My readings of Gustave Thibon (1903-2001) are joyful, I enjoy them. They leave me with a well of good knowledge. Some of his books are composed of short reflections, a kind of extensive aphorisms – if you’ll excuse the comparison -, a type of writing in which I feel comfortable, conducive to continually awakening the intellect (for example Balance and harmony, A blind gaze towards the light, Daily bread). Recently, Men of the Eternal: Conferences 1945-1980 (Rialp, 2024 -Kindle edition-) has been published. The whole book is an anthropological vision of what is permanent in the personal being and what is changeable in human doing. His proposal can be summarized in these terms: “Neither conservatives who block the future nor progressives who deny the past: we must be, above all, men of the eternal, men who renew the best of the past through an alert and active fidelity, always challenged and resurgent”.
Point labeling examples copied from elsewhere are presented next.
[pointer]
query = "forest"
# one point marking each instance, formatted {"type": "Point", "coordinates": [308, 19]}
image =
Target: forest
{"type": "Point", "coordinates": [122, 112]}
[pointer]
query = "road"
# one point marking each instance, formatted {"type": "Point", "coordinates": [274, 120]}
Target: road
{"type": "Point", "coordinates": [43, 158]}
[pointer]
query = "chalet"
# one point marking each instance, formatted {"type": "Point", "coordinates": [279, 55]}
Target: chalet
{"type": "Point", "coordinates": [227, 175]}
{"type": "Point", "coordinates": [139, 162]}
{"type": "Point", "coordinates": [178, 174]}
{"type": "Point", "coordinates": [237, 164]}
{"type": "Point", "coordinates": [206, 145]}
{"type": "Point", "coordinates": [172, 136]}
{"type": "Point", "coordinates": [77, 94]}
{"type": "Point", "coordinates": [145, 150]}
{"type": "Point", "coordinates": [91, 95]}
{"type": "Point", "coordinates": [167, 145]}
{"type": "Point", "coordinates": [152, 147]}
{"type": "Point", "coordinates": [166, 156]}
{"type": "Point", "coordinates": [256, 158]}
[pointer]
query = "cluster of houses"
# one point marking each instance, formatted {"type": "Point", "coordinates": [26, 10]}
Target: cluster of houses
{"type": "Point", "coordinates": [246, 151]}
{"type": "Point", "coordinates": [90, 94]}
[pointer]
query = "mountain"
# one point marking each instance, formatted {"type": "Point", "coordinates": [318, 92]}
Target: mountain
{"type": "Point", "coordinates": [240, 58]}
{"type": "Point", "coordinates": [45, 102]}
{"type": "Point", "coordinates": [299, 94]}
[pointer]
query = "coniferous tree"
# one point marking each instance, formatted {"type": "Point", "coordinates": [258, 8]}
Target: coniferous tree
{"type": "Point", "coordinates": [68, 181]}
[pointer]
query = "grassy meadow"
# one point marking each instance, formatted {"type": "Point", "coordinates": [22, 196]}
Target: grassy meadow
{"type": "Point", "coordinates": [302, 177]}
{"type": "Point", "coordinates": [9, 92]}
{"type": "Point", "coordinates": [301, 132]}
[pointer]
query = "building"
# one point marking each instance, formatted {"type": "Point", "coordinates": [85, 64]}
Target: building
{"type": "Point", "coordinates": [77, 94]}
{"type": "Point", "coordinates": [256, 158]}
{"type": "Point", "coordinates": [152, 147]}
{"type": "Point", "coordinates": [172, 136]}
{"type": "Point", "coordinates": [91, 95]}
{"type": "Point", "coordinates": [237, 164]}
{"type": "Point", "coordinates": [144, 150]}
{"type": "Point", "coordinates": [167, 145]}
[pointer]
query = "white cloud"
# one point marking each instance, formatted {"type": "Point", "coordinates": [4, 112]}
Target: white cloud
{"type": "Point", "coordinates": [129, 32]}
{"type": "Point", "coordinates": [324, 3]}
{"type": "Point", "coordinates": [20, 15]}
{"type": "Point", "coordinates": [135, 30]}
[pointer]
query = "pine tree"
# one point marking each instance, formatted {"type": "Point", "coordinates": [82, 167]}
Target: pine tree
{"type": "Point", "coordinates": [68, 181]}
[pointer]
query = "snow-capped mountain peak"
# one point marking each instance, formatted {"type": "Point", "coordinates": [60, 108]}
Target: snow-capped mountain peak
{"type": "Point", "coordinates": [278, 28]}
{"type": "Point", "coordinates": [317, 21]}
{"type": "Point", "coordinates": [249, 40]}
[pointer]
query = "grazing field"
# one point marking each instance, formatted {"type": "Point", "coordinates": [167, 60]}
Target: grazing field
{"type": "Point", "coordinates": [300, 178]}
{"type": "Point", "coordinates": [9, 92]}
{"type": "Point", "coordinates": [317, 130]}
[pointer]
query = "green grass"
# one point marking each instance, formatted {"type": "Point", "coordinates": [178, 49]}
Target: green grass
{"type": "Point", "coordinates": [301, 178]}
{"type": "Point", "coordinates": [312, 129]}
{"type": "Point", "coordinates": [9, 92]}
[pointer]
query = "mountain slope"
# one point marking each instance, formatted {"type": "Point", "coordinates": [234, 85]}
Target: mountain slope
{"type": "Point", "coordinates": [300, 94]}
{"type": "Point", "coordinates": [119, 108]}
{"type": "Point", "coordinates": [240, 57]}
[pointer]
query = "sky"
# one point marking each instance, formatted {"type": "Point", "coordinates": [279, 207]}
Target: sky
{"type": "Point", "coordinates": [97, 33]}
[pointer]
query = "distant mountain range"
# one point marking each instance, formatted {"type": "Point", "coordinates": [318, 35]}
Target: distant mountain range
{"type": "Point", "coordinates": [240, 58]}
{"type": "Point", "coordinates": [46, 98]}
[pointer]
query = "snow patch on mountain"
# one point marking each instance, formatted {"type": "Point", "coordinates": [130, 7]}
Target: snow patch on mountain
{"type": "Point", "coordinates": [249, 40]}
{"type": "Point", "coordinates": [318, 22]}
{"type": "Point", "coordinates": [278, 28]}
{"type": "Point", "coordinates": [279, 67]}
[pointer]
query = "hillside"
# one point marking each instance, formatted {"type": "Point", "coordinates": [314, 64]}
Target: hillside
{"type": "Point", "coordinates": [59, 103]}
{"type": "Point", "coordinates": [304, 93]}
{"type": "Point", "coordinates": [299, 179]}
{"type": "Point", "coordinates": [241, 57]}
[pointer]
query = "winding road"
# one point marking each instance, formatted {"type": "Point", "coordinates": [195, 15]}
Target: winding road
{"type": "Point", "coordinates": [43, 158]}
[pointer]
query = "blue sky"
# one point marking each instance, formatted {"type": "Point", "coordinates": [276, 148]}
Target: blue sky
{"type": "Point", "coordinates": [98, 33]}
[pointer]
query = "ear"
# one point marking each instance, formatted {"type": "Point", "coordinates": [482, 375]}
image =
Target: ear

What is typical of Thibon is the incarnation of thought in reality, in what is earthly and spiritual. “Facere veritatem (do the truth). This simple word from the Gospel – says Thibon – gives us the key to the relationship between the ideal and the real: “Do the truth”, adhere to it, not only with thought but also with action, and bear witness to it with all our being. ”. Abstractions contribute little when they become contaminated with unrealism, far from contact with their object. Having a body, I often repeat, is not superfluous. A virtual greeting and its countless emojis do not replace a loving or fervent hug, or a face-to-face coffee. The primacy of the brain (intellectualism) or the heart (emotivism), when one and the other are excluded, usually leads to unrealism.
The great Lima that welcomes us, so full of traffic jams and people driving from one side to the other; with a population of millions of inhabitants and long, very long routes, it lends itself to nostalgia for the small. In the face of the disproportionately large, one yearns – as Thibon does – for what is close, the green spaces, the warmth of home, what is healthy and artisanal. Being back in contact with others and reconciled with the environment is a desire that comes from the depths of the soul. And our author is right when he advocates “re-entering into contact with the two great realities with which no artifice interferes: nature, the work of God, and God himself. To pagan realism, which links us to creation, we must add Christian realism, which unites us to the Creator. Open eyes, then, do not let the asphalt drown nature in its aromas, flavors and textures; nor let the hurry and technique impoverish the spirit.
Homo faber requires Homo sapiens so that the creations of technology do not roboticist the warmth of interpersonal relationships. The wise person “is not the one who solves—or thinks he solves—the problems, but the one who digs into them and, by digging, sees the infinite mystery they contain.” He has the finesse of spirit to dig with patience in order to clear the rubble that hides the mystery of what is real. Having the ability to think to find the causes of problems and, likewise, the ability to meditate to patiently contemplate reality. Think about the flashes that manifests, stopping at the truth revealed. Effort to access the deepest layers of reality. Immersion to be amazed at the personal intimacy that our neighbors show us.
“No conquest of the past is definitive,” says Thibon, no promise of the future is certain: “We can constantly lose everything here on earth, and it is precisely from this uncertainty that we draw our courage and our hope.” Each generation not only receives a material and moral heritage from those who preceded it, it must also return to value it. There are achievements and failures in the path of humanity. Successes come, but they are not usually definitive. The fragility of our creations is a reality. And whoever says fragility of works, also thinks about the vulnerability of human existence.
Stay stuck in longing, or hurriedly throw yourself into the winds of progress? Thibon proposes to overcome this dilemma by elevation and says: “the difference between conservatism and progressivism is rather like that between calm and storm: the calm does not allow the ship to move forward, but the storm makes it shipwreck or spin in circles,” which is not better. This is my conclusion: the current situation in the world clearly shows us the urgent need to return to the basis of civilization. It is no coincidence that the crisis of culture is accompanied by a parallel crisis of religious faith. A crisis manifested in ethical deterioration, observable in both hemispheres, for whose healing neither politics nor economics have the remedies. Our time, more than techniques and systems, asks for more spirit and eternity, depth and transcendence.